Leading Tunisian opposition leader Mohamed Brahmi was shot to death outside his home Thursday in the country’s second political assassination this year. The incident risks igniting the same nationwide indignation that followed the February 6 assassination of Chokri Belaid, also a member of the secular Popular Front (PF) coalition. The leftist leader’s death also threatens to upset the see-saw approach Ennahda, the ruling Islamist party, has employed to appease both (equally critical) ends of the political spectrum.
Since winning Tunisia’s first democratic elections post-Arab Spring in October 2011, Ennahda has been lambasted by secularists for being too soft on religious extremists, even as fundamentalis Salafists have attacked the party’s Islamist credentials. Fallout over Belaid’s death prompted a government reshuffle and a relatively tougher stance towards radical Islamists under Prime Minister Ali Larayedh. But as religious violence increased, perpetuated by jihadists camped out near Tunisia’s borders and so-called morality police within its urban zones, so did disillusionment with the self-proclaimed moderate government. Frustration among Tunisians has been compounded by economic stagnation, high youth unemployment and a troubling judiciary stance that saw U.S. Embassy bombers receive light sentences in May, even as courts cracked down on a number of liberal journalists, rappers, and feminists.
But while the government’s recent assault on civil liberties — highlighted by the detention of Tunisian feminist Amina Sboui and her European counterparts — aroused international media attention, local anger failed to coalesce into a nationwide push for revolt. Unfortunately for Ennahda, Thursday’s assassination may provide the impetus for such a coalescence. (Note that in the two years since the party took power, insecurity has remained a major concern for Tunisians, behind only employment.) After the downfall of the Morsi government in Egypt, Ennahda is looking especially vulnerable. The Tunisian incarnation of Tamarod — the Egyptian youth movement that pushed for Morsi’s ouster — has been maneuvering for weeks for a similar “non-coup.” Protests have already broken out in downtown Tunis and Brahmi’s hometown of Sidi Bouzid (now-famous as the birthplace of the Arab Spring). More protests have been scheduled for Friday, as has a general strike called for by Tunisia’s largest labor union. But amid fiery calls for government dissolution, one wonders if Tunisia’s opposition can take advantage of the momentum.

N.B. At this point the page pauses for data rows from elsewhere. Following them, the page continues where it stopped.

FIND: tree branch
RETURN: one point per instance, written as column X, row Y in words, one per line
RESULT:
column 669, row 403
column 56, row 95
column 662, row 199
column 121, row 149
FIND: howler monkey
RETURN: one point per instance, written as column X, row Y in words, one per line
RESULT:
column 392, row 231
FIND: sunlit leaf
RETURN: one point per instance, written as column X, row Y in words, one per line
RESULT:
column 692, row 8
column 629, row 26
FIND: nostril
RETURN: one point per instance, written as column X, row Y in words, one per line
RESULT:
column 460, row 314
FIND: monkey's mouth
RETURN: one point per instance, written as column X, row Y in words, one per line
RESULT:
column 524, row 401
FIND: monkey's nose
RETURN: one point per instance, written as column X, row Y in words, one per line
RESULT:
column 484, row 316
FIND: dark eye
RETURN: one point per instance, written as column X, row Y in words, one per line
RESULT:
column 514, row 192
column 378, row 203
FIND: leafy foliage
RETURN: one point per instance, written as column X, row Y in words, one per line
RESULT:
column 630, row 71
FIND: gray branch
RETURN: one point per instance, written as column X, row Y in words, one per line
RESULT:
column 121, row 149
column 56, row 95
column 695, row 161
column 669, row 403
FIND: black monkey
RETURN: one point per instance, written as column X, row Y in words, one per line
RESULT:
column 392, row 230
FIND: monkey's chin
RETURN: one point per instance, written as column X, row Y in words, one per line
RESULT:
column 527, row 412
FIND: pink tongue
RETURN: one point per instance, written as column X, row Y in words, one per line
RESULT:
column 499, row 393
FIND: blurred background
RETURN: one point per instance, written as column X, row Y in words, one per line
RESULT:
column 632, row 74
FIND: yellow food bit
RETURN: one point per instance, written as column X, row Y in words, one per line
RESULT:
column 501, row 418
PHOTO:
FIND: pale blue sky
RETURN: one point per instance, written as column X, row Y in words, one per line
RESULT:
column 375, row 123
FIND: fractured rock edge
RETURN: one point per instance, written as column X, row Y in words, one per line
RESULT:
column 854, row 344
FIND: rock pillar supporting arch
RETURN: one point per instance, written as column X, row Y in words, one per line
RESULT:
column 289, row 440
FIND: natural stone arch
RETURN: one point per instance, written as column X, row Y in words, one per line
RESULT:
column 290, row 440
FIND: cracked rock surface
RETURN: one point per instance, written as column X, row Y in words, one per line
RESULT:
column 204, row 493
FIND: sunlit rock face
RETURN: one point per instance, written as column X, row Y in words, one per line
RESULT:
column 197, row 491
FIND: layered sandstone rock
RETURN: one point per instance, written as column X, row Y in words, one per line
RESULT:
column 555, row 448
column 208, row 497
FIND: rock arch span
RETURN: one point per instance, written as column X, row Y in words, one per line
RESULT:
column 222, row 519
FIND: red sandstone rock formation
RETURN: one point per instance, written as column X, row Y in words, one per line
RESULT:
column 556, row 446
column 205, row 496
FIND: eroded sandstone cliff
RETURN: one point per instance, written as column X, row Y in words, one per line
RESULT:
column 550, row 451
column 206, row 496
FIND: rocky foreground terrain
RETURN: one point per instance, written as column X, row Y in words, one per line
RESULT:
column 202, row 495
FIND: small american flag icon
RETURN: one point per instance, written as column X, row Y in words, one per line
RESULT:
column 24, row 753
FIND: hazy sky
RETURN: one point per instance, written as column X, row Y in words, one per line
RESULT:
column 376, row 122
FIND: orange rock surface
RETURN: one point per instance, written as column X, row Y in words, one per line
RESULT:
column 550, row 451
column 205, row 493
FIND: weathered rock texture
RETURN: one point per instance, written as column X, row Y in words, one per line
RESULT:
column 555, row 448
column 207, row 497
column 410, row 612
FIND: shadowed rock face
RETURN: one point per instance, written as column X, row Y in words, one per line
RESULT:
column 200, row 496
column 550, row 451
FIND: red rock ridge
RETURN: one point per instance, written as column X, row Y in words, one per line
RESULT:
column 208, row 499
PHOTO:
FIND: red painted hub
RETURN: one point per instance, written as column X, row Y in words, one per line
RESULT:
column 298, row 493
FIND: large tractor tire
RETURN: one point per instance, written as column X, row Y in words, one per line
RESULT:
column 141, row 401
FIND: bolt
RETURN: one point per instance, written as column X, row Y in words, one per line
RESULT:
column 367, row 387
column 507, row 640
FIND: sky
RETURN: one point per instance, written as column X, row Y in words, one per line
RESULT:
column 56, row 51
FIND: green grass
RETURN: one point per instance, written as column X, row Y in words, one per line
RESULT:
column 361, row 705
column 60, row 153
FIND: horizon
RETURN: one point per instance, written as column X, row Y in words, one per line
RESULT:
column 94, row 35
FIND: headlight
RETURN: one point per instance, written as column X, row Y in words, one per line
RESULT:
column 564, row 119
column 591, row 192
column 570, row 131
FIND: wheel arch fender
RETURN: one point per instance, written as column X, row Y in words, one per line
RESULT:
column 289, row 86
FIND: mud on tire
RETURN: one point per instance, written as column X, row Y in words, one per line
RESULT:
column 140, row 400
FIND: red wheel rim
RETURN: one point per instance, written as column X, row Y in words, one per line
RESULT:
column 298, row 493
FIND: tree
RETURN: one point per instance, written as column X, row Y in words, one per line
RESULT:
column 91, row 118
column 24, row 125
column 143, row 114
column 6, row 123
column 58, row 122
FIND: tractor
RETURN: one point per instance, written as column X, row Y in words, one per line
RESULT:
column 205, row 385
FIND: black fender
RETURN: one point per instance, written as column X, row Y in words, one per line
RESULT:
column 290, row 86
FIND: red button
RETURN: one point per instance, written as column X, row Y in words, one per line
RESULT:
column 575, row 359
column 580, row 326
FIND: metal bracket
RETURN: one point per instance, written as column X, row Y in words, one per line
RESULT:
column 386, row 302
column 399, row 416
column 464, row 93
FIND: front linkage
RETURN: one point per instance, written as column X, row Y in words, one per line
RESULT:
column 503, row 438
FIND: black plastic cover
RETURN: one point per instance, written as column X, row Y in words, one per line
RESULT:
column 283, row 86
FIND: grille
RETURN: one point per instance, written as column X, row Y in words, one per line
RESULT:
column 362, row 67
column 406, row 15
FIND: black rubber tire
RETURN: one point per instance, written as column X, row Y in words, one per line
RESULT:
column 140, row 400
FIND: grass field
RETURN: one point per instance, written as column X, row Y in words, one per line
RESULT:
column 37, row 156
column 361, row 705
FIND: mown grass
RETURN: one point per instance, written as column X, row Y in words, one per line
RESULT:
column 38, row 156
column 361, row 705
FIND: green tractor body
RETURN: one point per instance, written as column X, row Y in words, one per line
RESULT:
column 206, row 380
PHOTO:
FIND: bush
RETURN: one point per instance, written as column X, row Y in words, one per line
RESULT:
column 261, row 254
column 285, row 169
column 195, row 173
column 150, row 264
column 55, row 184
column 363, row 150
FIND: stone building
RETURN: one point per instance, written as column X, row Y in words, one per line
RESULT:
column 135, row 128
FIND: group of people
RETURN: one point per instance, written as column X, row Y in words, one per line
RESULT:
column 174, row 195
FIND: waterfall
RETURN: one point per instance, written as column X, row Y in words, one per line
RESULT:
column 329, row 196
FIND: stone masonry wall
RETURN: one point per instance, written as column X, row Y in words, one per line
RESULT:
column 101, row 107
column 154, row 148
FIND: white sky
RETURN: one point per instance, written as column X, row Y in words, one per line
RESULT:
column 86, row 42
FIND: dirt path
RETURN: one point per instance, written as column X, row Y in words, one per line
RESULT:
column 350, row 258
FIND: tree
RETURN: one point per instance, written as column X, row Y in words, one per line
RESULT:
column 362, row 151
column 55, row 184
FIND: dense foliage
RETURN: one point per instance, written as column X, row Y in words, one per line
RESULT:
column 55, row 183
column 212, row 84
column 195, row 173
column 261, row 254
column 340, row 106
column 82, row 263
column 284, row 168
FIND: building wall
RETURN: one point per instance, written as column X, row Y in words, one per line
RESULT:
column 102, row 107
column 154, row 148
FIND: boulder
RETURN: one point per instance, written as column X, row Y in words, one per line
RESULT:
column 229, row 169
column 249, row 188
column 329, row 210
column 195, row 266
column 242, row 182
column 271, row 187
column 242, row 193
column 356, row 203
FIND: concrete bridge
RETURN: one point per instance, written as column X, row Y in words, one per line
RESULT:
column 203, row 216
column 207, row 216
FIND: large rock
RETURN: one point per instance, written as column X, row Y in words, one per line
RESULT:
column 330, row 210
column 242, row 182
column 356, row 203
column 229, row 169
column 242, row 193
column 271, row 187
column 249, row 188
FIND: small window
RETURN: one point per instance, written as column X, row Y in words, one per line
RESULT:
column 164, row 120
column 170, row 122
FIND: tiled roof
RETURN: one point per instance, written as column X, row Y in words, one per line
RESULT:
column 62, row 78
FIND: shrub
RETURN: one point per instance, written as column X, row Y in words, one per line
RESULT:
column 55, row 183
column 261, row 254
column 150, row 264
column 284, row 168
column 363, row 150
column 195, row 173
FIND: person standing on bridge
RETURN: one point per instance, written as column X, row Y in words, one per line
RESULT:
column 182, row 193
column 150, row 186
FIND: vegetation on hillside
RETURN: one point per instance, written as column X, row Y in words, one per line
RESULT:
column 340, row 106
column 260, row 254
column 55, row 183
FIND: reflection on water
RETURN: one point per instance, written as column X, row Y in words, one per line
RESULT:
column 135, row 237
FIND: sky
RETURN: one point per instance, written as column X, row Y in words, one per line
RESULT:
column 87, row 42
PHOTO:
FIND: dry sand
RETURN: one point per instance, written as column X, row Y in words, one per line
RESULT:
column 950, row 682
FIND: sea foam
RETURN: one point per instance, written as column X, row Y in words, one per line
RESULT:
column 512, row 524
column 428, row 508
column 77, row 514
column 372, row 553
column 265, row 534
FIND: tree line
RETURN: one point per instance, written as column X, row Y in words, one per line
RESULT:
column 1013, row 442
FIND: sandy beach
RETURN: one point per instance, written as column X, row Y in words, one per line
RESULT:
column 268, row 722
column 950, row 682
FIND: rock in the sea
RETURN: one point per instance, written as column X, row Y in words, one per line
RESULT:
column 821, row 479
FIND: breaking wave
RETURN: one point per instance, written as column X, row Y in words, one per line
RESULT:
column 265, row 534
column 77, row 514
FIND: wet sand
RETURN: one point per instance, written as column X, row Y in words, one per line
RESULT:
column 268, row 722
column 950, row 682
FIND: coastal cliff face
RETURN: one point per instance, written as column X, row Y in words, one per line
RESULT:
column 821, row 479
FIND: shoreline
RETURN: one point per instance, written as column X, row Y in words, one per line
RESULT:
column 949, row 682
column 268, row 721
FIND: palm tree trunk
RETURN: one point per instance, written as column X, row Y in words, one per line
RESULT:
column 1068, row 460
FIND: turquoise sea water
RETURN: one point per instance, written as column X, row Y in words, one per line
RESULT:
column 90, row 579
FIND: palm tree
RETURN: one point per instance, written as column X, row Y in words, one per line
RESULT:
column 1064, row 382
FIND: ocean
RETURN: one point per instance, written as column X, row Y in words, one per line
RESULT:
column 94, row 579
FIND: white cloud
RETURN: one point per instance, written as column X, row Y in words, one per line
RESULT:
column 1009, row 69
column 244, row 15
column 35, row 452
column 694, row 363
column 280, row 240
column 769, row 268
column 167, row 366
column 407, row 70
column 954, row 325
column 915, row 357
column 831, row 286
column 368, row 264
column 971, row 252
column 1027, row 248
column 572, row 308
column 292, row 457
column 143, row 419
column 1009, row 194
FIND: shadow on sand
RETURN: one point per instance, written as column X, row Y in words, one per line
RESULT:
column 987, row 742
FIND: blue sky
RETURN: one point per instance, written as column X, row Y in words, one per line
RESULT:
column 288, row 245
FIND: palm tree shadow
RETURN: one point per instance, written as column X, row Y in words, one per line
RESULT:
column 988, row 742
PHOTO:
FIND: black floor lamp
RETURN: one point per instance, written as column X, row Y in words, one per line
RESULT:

Though similar protests followed Belaid’s death, the Popular Front failed to transform Tunisians’ outrage into political collateral. (In fact, Nidaa Tounes was the only secular party to pull ahead of Ennahda in national polls this spring.) On a broader level, opposition parties have yet to penetrate Tunisia’s impoverished hinterlands — regions where Salafists have made inroads by filling humanitarian needs — or appeal to Tunisia’s disenfranchised youth. More worrying still are divisions between and within Tunisia’s main secular parties. In April, Nidaa Tounes publicly struggled to nominate a presidential candidate, only to select its founder, Beji Caid Essebsi, whose age may disqualify him. Within the Popular Front, a loose coalition of Marxist and nationalist groups, allegations of Islamist infiltration prompted Brahmi to resign as general secretary of his People’s Party weeks before his death. At the same time, Tamarod Tunisia saw three of its founding members depart, fueling rumors of infighting.
What’s more, opposition parties have proven unable (or unwilling) to build a coherent, united platform to challenge the Ennahda-led coalition. Such fractiousness proved disastrous in 2011. Now, the secular opposition’s continued failure to close ranks could cost them the national elections set to take place by the end of the year. And with it the chance to democratically steer Tunisia away from an Islamist government — sans military intervention.